Q&A: Vicki Barbolak
“Come on down! I’ll bring my box of wine and some Cheez Whiz and we’ll go ride the wheel at The Linq together!” That’s Vicki Barbolak’s invitation to me, and it’s impossible to turn down. The bubbly comedian and top-ten finalist from season of 13 of America’s Got Talent has made some time among her many national Trailer Nasty Tour dates to open Vicki Barbolak’s Trailer Park Tuesdays, a weekly stand-up residency at Jimmy Kimmel’s Comedy Club at the Linq Promenade. She’s hitting the Strip every Tuesday night at 8 p.m. through Nov. 12 and she couldn’t be more excited about this chance to share her unique brand of trashy-in-a-sophisticated-way humor with Vegas audiences on a regular basis.

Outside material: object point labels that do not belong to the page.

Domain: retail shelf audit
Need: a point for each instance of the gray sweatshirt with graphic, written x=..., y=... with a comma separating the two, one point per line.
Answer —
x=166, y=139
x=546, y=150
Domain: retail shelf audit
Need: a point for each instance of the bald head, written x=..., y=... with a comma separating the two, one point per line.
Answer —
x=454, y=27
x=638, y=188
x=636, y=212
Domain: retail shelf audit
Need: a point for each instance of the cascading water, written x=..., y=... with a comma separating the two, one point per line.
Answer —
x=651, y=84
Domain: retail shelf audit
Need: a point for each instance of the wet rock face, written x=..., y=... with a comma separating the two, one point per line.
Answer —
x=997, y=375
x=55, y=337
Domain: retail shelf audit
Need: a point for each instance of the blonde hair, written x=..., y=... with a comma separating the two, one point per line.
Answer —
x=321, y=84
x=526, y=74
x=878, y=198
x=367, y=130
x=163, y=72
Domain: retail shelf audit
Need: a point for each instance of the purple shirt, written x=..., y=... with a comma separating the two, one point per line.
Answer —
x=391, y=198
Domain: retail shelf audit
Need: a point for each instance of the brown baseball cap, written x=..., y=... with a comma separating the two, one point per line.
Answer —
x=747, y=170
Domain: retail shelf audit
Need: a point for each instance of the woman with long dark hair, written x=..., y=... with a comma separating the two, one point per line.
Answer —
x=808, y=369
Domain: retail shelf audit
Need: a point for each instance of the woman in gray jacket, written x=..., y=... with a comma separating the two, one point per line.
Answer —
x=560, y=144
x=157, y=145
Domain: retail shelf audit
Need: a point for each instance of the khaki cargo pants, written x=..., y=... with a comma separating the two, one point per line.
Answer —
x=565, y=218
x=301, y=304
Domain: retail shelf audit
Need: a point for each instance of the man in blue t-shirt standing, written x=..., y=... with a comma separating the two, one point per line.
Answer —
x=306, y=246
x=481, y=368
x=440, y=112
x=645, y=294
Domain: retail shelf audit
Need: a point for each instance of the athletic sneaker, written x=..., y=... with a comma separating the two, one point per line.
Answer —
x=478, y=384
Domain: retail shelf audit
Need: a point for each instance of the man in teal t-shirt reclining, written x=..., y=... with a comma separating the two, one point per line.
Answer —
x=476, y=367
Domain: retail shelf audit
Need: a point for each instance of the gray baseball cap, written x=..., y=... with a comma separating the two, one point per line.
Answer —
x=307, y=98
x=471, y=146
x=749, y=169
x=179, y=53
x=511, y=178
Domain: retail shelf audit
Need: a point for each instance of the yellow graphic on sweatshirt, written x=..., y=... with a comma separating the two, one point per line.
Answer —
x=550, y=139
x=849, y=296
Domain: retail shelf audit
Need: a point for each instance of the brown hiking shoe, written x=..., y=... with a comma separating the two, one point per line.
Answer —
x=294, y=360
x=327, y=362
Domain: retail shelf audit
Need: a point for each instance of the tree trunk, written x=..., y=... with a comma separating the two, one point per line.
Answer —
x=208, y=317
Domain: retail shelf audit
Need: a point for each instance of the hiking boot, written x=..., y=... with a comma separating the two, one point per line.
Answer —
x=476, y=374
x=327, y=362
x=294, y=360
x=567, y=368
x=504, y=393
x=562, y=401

What was it like to step onstage for the first time at Jimmy Kimmel’s Comedy Club and start this new residency?
For me, there’s never been a show like that show. It’s my first residency ever, it’s in Las Vegas at Jimmy Kimmel’s club and it’s arguably the hottest comedy room on the planet. I was so excited, but I also felt like maybe it was my fifth birthday and what if no one came to my party? But it was almost sold out. And the shape of that room is amazing. You feel like you’re right there with the audience.
It does seem to be a uniquely designed room with a triangular shape widening from the stage. Does that really make a big difference for the performer?
If you were going to hug somebody and you’re putting your arms out as wide as you can, that’s what it feels like to be on that stage. It’s everything, the lighting, the sound, the shape. And it’s amazing that you can see a lot of the audience, which I love becomes sometimes (in other rooms) you feel like it’s so dark looking out. It’s very intimate even though it’s a fairly large room. And the green room is something else. It’s like, okay, Jimmy Kimmel is going to make a fabulous green room, but most of them look like closets. Some of them are closets.
You’re going to be spending a lot of time in Las Vegas through the end of the year. Where is home for you these days?
It’s still my trailer park in Oceanside, California, but I haven’t seen much of it this year. I’ve been solid on tour and I’m coming into Vegas still on tour. But I’m really looking forward to being there and this is the most beautiful time to be out there in the desert. Maybe I’ll take some tennis lessons.
Your path to stand-up stardom has been different from most. What was it like when you first started performing?
I was 38 or 39, at home in my bathroom when I saw a flier in the trash for a stand-up comedy class. I was always a fat little kid who loved making people laugh and then when I started selling carpet in my parents’ store, I kept doing it, and if people didn’t laugh I was devastated. I didn’t care if they bought carpet. Everything good that has happened to me is because I made people laugh. I had never even gone to a stand-up comedy show before I started that class, and Sandy Shore, who taught the class and was (Comedy Store owner) Mitzi Shore’s daughter, she told me I was special and had a gift. No one ever told me anything like that. So I started going to open mics like crazy and I was terrible for probably the first four years, but I worked and worked.
And eventually Mitzi took you under her wing, right?
I used to go into the Comedy Store every Sunday and bring baked goods and watch the show and one day, she put me on. She didn’t know I’d been working so hard and had a good little set. I got to spend a lot of time with her and listen to all her stories, and she’d make me open the main room every Saturday when I was a terrible opener. Then she’d put me on after Chris Rock or George Wallace and just boil me, then go back to opening.
That sounds very intense but it must have shaped you into such a strong comedian.
I think it’s like any other job. If you want to be a bricklayer, you not going to know how to do that when you start. I compare comedy to that, a skill or a trade or a craft, and you start at the bottom until you get one person to laugh and that’s a miracle. You have to learn who you are onstage even if you’re funny off stage.